On October 3, 1863, following a Union Army victory at Gettysburg, President Abraham Lincoln announced to “the whole American people…in every part of the United States… and also those who are at sea and those who are sojourning in foreign lands” that a national holiday would be observed on Thursday November 26, 1863, as a day of thanksgiving and praise to the Almighty. Lincoln’s proclamation, which was actually written by Secretary of State William Seward, also provided that the fourth Thursday of every November thereafter would be considered an official U.S. holiday of Thanksgiving.

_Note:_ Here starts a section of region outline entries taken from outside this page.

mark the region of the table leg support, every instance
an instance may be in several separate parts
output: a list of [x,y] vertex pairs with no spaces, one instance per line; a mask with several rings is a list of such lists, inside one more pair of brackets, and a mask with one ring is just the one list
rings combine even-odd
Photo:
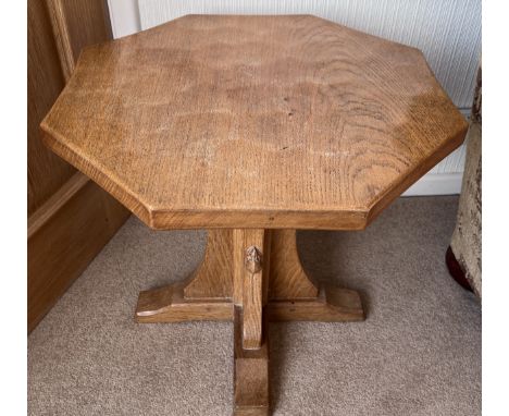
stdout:
[[234,321],[234,416],[269,415],[269,321],[358,321],[359,294],[303,270],[295,230],[211,230],[184,283],[141,292],[138,322]]

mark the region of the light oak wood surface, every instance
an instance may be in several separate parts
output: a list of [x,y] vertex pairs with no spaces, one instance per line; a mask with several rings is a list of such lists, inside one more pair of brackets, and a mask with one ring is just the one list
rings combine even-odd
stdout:
[[271,320],[359,321],[296,229],[367,227],[467,123],[422,53],[314,16],[189,15],[87,48],[46,144],[153,229],[209,229],[138,322],[234,321],[234,414],[268,415]]
[[47,145],[154,229],[363,229],[463,140],[422,53],[309,16],[86,48]]

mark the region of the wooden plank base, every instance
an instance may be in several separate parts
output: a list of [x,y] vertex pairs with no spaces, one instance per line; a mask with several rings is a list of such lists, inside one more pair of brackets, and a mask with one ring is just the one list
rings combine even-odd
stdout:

Prior to this, thanksgiving observances had been sporadically celebrated. Each region, mainly in New England and other northern states, scheduled its own holiday at different times, as a day of feasting and merriment after the autumnal harvests. In October 1863 the Civil War was in full swing, of course, but sectionalism between North and South had arisen decades earlier. Since 1846, one woman had been tireless at petitioning presidents to declare a nation-wide day of thanksgiving as an American custom and unifying measure. Her name was Sarah Josepha Hale, and she was the editor of the popular and influential magazine Godey's Lady's Book. Her letters to successive presidents went ignored all those years, until Lincoln responded to Hale’s letter dated September 28, 1863. Mrs. Hale probably deserves much of the credit for the holiday we observe today, and the bountiful meal that is traditionally part of it. Her idea of an ideal feast included our familiar roast turkey with a wide variety of side dishes—including a chicken pie, which has disappeared from modern menus.
However, the concept of a national Thanksgiving Day did not originate with Sarah Hale. During the American Revolution, the Continental Congress issued several proclamations declaring days of thanks for military victories. George Washington was the first president to proclaim a day of thanksgiving, issuing his request on October 3, 1789, exactly 74 years before Lincoln's, although afterward a holiday feast day was left to the discretion of individual state governors. California, ceded to the United States by Mexico in 1848, was not yet a state in 1849 when military governor General Bennett Riley proclaimed a day of Thanksgiving that November, during the turbulence of the Gold Rush.